The woman sitting at her desk continued to type on her computer, and every once in a while, her eyes would glance up as if she wasn’t watching me in her periphery the whole time. The click, click, click echoed through my head and made my skin crawl. She was waiting for me to react, waiting to see what the feral boy who didn’t speak would do next.
Didn’t they understand I just didn’t want to be here? That it was too big, everything and everyone so close that it felt like it was suffocating me? I just wanted to go home. I wanted to be on my mountain. That was where I belonged.
The sounds from the office turned to mumbling, like they were speaking softer so I wouldn’t hear them. I didn’t want to hear them either, didn’t want to hear anyone. Just wanted to be alone.
The caseworker, the only one who seemed to care—inexplicably—came out of the office and knelt in front of me. She went to place her hand on my arm, but when I growled, she pulled it back sharply. “Crow, can you tell me what happened? Or write it down? I know you’re able. You can communicate if you want to. If they did or said something to make you react the way you did, I need to know.”
They won’t leave me alone. No one will leave me alone. They ask a million questions and call me names. Say my family was crazy and everyone would be better off if Chosen had killed me too.
I locked the words inside me, dead-bolted my lips shut. No matter what I said, I would be wrong. I was broken to them, as Chosen said I would be.
But then, he’d also killed my mother, had tried to do the same to me.
I turned my head.
She sighed, and I felt like I was letting her down. I shouldn’t care. She wasn’t one of us, she wasn’t Enlightened, but still, I felt a heaviness in my chest.
She told me she was taking me to a special group home. She tried to make it sound like some kind of vacation, but I knew the truth. They were going to try to lock me up. Chosen had said that would happen. That they would lock us all up to keep us from being enlightened, and for sharing the truth with others.
I followed her but didn’t speak.
Got into the car quietly.
I hadn’t spoken a word since they’d taken me from the only home I had ever known, and I didn’t plan to start now. Not here. Maybe not ever again.

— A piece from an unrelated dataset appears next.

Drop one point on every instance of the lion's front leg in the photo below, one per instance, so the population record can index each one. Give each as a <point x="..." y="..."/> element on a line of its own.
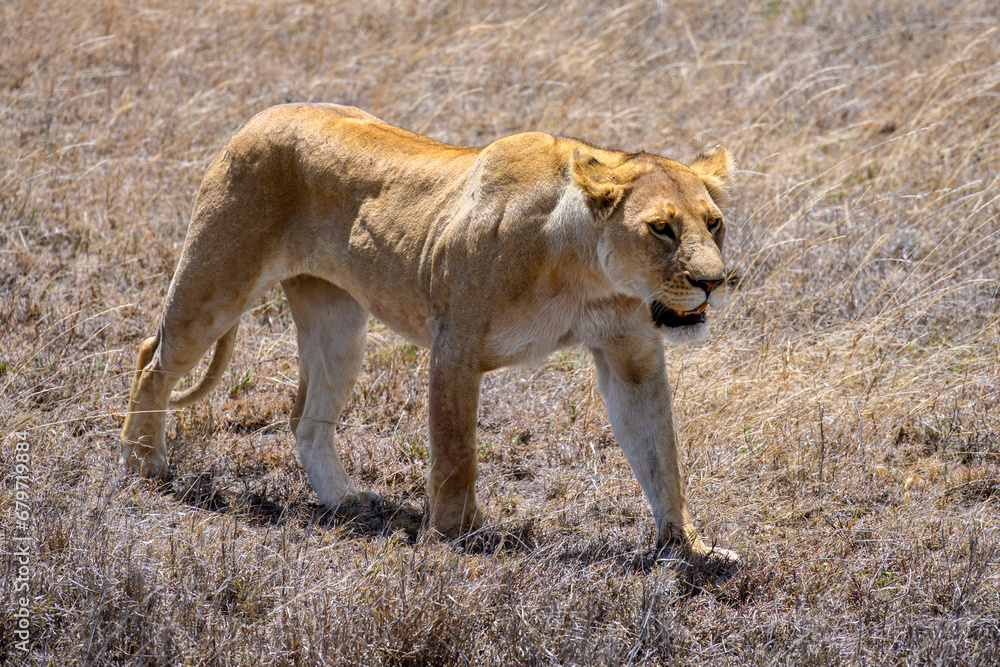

I just needed to be around my people. My family. Maybe they could make me understand why my father—why Chosen—had done it. He had to have a reason. Maybe I wasn’t Enlightened enough, wasn’t good enough. Maybe my mother hadn’t been either.
The traffic in the city was loud. Horns blared. Cars zoomed around each other. It made me dizzy. Made my head throb and my breathing come out too fast.
How did people live like this? It was too much. Too everything. It felt like my seams were coming undone, and at any moment, everything inside me would burst out.
We stopped at a red light, and she kept talking to me, on and on and on until I couldn’t take it anymore. My hands fumbled with the handle, but I managed to open the door, unclick the seat belt, and then I ran. A car swerved so it didn’t hit me.
I got lost in the crowd.
I just needed to find the mountain and get home.